Gov. Ricketts says Nebraska on COVID-19 red zone list due to ‘bad data’

Back to School

LINCOLN, Neb. (KCAU) – Gov. Ricketts held a back-to-school press conference on Monday at 10 a.m.

Gov. Ricketts was joined by representatives from Nebraska’s state colleges and private institutions of higher learning.

Some of these representatives include Chancellor of the Nebraska State College System Paul Turman, Executive Director of the Council of Independent Nebraska Colleges Foundation Treva Haugaard, and college and university presidents.

Turman spoke about the steps that will help prevent the spread of COVID-19 among students and staff.

“In June, the state’s colleges notified our students that we would be proceeding with in-person delivery for the fall 2020 academic year. Within that, we worked to compress our academic calendar, much like a lot of other institutions around the country. Try to limit the amount of contact days and interaction that our students and faculty would have, being able to start a week earlier,” said Turman.

He also noted social distancing and mask requirements as guidelines for the colleges. Attendance is also expected this year to help with contact tracing.

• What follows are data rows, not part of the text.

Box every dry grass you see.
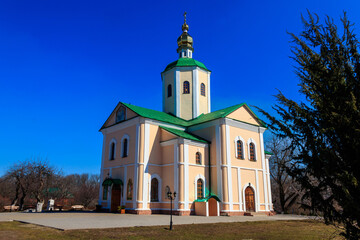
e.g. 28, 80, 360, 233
0, 221, 342, 240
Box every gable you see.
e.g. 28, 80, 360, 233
101, 102, 139, 129
226, 105, 261, 126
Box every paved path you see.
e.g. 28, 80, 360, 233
0, 212, 309, 230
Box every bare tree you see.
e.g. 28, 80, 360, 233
4, 158, 55, 210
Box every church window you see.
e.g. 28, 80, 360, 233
200, 83, 205, 96
126, 179, 133, 200
196, 152, 201, 165
109, 142, 116, 160
122, 138, 129, 157
151, 178, 159, 202
184, 81, 190, 94
197, 179, 204, 199
249, 143, 256, 161
236, 140, 244, 159
103, 186, 108, 200
168, 84, 172, 97
116, 107, 126, 123
165, 186, 170, 199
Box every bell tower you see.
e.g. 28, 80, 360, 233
161, 12, 211, 120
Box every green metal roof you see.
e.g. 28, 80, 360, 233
102, 178, 124, 186
189, 103, 244, 125
160, 127, 208, 143
194, 194, 221, 202
164, 58, 210, 72
102, 102, 266, 128
122, 103, 187, 126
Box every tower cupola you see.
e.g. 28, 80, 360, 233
177, 12, 194, 58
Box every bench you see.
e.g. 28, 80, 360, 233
71, 205, 84, 210
4, 205, 19, 212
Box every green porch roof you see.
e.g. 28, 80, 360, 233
122, 102, 187, 127
102, 178, 124, 186
101, 102, 266, 129
265, 151, 274, 155
164, 58, 210, 72
160, 127, 208, 143
194, 194, 221, 202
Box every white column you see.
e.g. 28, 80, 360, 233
174, 68, 181, 117
143, 122, 150, 210
184, 143, 189, 210
207, 72, 211, 113
225, 125, 233, 210
133, 124, 140, 209
255, 169, 260, 211
237, 168, 243, 211
215, 125, 223, 201
172, 142, 179, 209
98, 133, 106, 205
259, 128, 269, 211
192, 68, 199, 118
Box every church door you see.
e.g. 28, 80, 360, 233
245, 187, 255, 212
110, 184, 121, 212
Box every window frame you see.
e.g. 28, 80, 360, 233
126, 178, 133, 200
195, 151, 202, 165
121, 134, 130, 158
183, 81, 190, 94
115, 106, 126, 123
102, 186, 109, 201
200, 83, 206, 97
247, 138, 257, 162
167, 84, 172, 98
234, 136, 245, 160
109, 138, 117, 161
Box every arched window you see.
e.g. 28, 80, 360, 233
151, 178, 159, 202
196, 152, 201, 165
122, 138, 129, 157
197, 179, 204, 199
116, 107, 126, 123
165, 186, 170, 199
249, 142, 256, 161
109, 142, 116, 160
184, 81, 190, 94
168, 84, 172, 97
103, 186, 108, 200
126, 179, 132, 200
236, 140, 244, 159
200, 83, 205, 96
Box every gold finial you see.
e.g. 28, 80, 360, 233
181, 12, 189, 32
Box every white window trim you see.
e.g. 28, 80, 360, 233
247, 138, 257, 161
149, 173, 162, 203
121, 134, 130, 157
234, 136, 246, 159
195, 150, 204, 166
109, 138, 117, 161
194, 174, 206, 200
124, 178, 134, 202
243, 183, 259, 212
115, 106, 126, 123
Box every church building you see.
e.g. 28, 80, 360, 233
99, 15, 273, 216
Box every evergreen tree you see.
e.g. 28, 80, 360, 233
260, 12, 360, 239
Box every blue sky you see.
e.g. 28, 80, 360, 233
0, 0, 360, 175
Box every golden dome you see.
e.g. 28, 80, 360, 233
177, 12, 194, 52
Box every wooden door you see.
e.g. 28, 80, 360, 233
245, 187, 255, 212
110, 184, 121, 212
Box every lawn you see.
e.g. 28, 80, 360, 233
0, 220, 342, 240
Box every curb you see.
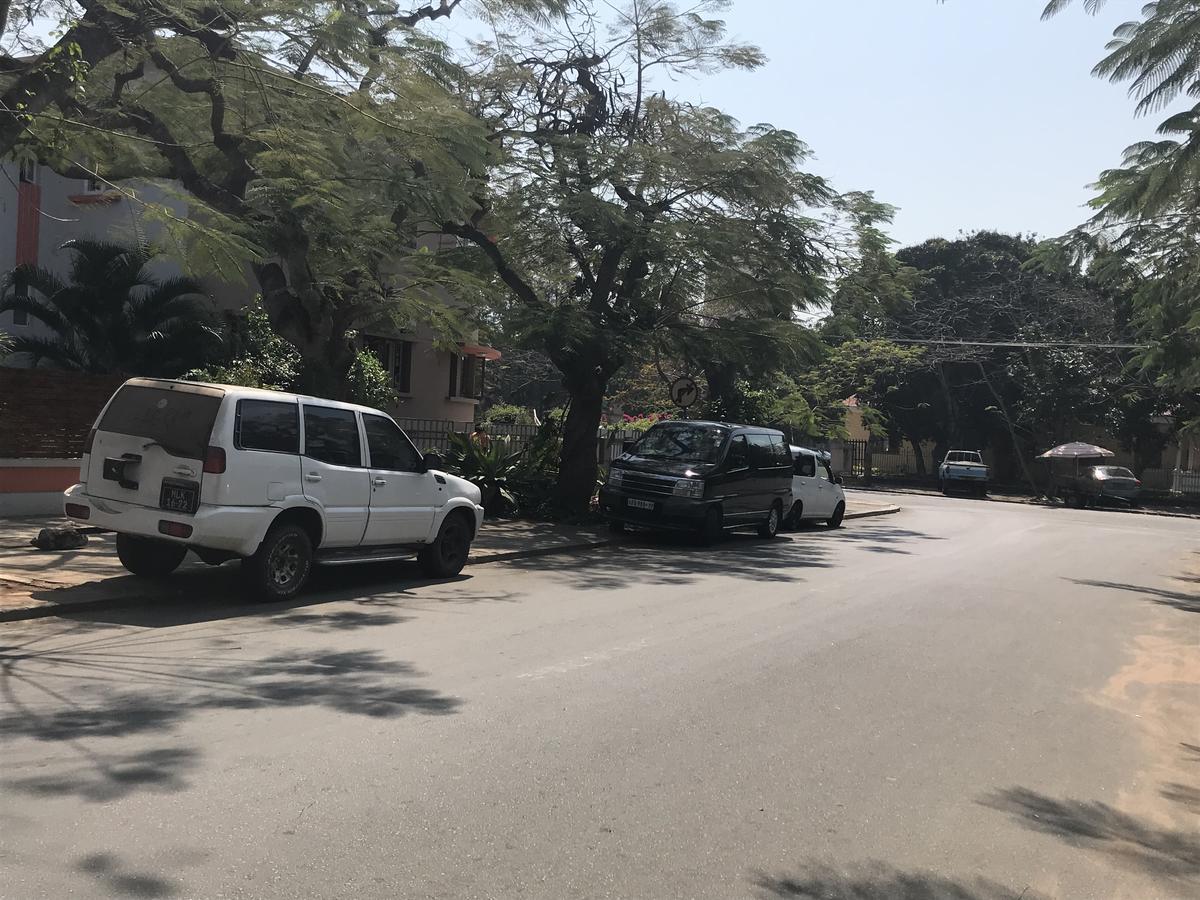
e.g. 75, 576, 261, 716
844, 506, 901, 521
846, 486, 1200, 520
467, 540, 616, 565
0, 594, 154, 623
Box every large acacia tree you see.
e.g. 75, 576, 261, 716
445, 0, 883, 510
0, 0, 559, 395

Ricketts continued the press conference by speaking about Nebraska being put in the coronavirus red zone.

“Nebraska was put by the White House and the CDC in their red zone, and part of that was driven by us having – according to them – a 10% positivity rate, which we haven’t had. So, we’re like, what’s going on here? How did we end up on this list? So, we dug into the data, and what we found out, is the White House is using bad data,” said Ricketts.

Ricketts explained the White House could be counting multiple tests on the same person towards the positivity rate, while Nebraska does not record multiple outcomes of a test.

“The White House putting us on that list, in my opinion, was a mistake, and I don’t believe his advisers are serving him, the president, well if they’re giving him bad data about what’s going on here, and don’t take the time to actually get the right data from the states,” said Ricketts.